Created under the 1993 Education Reform Act, charter schools are intended to be laboratories of innovation. Seventy-one operate fully independently of local school systems, while 10 run as so called in-district schools.

Charter schools rarely employ unionized teachers and often have extended school days. Many have among the highest MCAS scores in the state, but a handful have closed because of low achievement or financial problems.

Half of the eight proposals are for independent charter schools.
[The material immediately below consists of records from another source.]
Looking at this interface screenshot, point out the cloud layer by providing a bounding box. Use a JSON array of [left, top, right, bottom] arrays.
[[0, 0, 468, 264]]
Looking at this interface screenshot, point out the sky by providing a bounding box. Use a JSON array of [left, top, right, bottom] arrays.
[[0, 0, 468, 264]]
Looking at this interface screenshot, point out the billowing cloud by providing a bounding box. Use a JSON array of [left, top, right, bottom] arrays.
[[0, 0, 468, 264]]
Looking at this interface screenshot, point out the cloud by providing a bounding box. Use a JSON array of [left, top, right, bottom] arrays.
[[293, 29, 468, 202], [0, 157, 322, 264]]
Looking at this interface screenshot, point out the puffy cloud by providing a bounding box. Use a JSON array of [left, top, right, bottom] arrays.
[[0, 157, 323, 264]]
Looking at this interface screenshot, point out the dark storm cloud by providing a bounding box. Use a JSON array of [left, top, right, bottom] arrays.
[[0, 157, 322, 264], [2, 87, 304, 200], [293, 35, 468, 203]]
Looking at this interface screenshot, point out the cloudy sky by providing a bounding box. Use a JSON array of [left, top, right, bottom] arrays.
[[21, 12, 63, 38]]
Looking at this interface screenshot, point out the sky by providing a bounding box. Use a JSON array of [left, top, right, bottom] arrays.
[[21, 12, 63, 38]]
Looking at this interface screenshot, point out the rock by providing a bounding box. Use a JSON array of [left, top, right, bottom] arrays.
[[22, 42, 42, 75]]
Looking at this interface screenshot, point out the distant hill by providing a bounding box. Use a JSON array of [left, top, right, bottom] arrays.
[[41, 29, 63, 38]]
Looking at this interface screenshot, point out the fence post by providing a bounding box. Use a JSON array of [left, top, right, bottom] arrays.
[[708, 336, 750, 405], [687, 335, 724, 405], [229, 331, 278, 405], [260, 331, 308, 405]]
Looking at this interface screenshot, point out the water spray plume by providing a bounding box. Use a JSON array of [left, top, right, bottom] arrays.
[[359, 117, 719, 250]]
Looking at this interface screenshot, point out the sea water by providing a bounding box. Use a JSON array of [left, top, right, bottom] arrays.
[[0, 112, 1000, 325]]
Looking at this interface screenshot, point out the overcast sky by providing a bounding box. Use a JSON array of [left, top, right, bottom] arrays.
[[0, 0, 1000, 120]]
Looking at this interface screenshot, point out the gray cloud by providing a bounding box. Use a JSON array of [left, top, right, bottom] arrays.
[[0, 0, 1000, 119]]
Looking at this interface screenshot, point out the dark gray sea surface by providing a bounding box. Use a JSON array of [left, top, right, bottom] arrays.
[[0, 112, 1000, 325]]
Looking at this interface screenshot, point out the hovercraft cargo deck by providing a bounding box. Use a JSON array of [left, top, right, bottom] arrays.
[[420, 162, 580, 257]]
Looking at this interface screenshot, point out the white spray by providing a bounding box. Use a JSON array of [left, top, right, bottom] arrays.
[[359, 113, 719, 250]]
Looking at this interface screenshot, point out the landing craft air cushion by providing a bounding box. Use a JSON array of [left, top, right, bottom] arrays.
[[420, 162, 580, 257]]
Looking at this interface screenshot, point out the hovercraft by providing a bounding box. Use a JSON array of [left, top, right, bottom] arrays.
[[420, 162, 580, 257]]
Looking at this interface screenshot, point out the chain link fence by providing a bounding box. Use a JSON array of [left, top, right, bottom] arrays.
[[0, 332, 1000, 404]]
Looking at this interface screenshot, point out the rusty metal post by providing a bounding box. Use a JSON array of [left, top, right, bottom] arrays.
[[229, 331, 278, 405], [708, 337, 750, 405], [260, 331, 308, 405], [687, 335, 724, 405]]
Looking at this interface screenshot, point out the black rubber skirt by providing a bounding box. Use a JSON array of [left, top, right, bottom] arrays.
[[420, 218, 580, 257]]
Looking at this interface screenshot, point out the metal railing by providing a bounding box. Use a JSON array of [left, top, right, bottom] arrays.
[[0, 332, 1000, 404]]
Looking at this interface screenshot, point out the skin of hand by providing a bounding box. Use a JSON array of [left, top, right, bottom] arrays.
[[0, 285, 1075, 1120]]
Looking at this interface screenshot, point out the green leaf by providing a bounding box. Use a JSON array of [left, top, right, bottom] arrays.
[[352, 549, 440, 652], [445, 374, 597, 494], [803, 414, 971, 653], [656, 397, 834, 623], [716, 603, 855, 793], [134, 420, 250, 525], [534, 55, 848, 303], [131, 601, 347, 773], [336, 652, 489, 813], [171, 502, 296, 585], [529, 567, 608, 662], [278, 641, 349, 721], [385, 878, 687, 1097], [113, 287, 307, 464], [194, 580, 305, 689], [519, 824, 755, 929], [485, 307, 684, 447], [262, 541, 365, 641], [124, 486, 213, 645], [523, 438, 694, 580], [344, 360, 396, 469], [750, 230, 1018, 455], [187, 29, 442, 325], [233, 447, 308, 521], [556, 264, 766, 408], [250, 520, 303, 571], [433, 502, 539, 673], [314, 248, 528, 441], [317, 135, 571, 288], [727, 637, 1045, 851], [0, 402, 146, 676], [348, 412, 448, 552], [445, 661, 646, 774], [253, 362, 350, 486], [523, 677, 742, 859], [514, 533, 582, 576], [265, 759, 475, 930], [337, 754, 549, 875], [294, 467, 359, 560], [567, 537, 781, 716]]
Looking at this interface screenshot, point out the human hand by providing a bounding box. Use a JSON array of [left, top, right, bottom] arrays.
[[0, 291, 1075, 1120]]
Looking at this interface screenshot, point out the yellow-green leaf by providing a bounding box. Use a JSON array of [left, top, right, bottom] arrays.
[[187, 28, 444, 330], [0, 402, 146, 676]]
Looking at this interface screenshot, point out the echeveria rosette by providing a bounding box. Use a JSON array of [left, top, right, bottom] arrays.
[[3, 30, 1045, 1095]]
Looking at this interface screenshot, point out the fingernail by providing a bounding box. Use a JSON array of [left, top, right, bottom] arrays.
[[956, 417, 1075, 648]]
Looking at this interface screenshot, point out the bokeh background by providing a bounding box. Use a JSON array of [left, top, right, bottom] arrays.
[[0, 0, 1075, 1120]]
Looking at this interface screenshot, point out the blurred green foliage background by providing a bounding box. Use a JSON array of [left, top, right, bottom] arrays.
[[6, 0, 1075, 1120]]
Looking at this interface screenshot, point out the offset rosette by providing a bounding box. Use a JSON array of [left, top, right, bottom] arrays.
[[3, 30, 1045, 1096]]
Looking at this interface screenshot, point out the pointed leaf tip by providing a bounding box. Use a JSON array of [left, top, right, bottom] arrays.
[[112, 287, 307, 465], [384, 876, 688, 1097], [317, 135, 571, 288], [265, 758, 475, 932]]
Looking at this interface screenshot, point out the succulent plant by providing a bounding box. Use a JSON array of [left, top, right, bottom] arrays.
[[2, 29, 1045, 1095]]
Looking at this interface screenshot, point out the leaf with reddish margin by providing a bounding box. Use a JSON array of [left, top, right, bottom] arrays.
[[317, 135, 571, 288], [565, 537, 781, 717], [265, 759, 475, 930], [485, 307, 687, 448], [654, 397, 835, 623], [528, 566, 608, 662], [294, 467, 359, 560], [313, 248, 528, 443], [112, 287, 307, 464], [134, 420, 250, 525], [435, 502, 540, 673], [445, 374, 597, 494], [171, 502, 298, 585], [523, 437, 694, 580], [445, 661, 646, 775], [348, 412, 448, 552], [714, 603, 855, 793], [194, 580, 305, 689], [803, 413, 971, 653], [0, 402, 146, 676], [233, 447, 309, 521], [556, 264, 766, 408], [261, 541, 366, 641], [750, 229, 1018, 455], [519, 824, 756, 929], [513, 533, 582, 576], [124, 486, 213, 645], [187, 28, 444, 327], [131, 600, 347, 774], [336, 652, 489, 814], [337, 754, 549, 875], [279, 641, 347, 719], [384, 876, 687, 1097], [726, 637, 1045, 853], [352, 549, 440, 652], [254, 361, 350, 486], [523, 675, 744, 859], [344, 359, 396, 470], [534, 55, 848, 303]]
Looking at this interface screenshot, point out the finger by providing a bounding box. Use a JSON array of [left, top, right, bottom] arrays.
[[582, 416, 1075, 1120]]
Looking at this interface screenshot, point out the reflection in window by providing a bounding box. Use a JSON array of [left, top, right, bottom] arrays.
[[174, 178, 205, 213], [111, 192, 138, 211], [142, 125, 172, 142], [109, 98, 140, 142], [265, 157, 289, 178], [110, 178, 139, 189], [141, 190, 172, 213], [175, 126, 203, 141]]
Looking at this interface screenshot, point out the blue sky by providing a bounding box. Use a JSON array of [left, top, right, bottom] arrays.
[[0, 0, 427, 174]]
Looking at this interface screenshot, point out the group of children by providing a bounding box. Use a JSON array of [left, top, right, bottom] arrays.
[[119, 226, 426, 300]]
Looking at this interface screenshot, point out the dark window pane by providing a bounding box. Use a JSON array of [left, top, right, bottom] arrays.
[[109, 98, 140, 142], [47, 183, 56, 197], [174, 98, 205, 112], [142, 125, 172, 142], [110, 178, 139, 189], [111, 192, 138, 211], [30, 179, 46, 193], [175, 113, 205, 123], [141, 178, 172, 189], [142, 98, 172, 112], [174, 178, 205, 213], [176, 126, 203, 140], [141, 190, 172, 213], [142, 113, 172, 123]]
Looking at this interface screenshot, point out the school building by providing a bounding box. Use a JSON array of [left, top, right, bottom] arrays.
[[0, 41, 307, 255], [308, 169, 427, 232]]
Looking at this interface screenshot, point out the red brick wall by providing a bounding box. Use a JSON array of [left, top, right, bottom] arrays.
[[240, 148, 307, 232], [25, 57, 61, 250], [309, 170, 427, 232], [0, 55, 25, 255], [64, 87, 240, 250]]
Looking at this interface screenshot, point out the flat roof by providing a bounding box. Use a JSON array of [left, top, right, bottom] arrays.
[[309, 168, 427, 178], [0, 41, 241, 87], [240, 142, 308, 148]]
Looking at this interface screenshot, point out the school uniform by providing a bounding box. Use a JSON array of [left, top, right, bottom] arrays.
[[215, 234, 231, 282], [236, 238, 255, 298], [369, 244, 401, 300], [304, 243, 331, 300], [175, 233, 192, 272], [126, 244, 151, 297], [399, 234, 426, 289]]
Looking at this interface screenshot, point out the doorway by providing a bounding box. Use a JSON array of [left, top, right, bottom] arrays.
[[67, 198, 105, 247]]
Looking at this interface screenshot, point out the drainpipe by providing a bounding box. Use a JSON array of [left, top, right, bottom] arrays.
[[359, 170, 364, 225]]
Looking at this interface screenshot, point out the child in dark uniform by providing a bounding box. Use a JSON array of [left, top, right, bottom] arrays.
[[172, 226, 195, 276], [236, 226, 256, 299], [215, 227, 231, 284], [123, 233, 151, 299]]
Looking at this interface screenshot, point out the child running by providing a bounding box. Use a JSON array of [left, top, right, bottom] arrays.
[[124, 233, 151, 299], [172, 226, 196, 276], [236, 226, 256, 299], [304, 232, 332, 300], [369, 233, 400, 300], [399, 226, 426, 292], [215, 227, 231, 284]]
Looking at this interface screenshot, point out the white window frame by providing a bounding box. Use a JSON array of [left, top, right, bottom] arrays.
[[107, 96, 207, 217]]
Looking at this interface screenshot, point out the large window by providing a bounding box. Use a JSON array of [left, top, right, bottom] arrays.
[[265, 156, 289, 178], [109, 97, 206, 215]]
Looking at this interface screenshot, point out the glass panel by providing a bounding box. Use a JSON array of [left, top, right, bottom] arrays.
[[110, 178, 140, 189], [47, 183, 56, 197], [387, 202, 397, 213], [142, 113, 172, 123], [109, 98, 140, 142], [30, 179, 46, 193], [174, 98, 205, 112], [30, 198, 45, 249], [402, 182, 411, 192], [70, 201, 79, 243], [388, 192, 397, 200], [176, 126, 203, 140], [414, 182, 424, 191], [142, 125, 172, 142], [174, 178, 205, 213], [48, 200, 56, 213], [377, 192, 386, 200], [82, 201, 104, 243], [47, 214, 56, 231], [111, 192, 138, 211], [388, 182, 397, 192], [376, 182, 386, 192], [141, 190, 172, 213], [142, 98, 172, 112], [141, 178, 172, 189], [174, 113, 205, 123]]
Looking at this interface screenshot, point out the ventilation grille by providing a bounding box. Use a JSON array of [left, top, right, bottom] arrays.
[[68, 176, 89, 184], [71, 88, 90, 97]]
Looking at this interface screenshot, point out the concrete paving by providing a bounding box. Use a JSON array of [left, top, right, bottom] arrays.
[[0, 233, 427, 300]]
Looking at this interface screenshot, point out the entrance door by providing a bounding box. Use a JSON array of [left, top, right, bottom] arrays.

Those include the Academy for the Whole Child Charter School in the Fitchburg area; the International Academy Charter School for the Chicopee-Springfield area; New Heights Charter School of Brockton; and Weetumuw Wopanaak Charter School, which would be open to students from Hull to Cape Cod.

The other four proposals are for in-district charter schools in Springfield, Salem, or Boston.

That there are two in-district proposals for Boston is surprising. Just last week, school officials presented only one proposal for an in-district charter school to the School Committee and never mentioned publicly a second proposal.

The one presented involved having the Dudley Street Neighborhood Charter School in Roxbury take over the running of the Dearborn STEM Academy, an underperforming middle school.

According to the state press release, the second proposal is to let UP Academy Charter School run another school, which would be their fourth site in Boston. The state said it is automatically advancing this proposal to the finalist stage, under new rules implemented this year, because it is considered an expansion of an existing network of schools.

Details on the UP proposal are vague. According to the state, the new UP charter school could serve up to 800 students and it could either be an elementary school, a K-8 school, or a middle school.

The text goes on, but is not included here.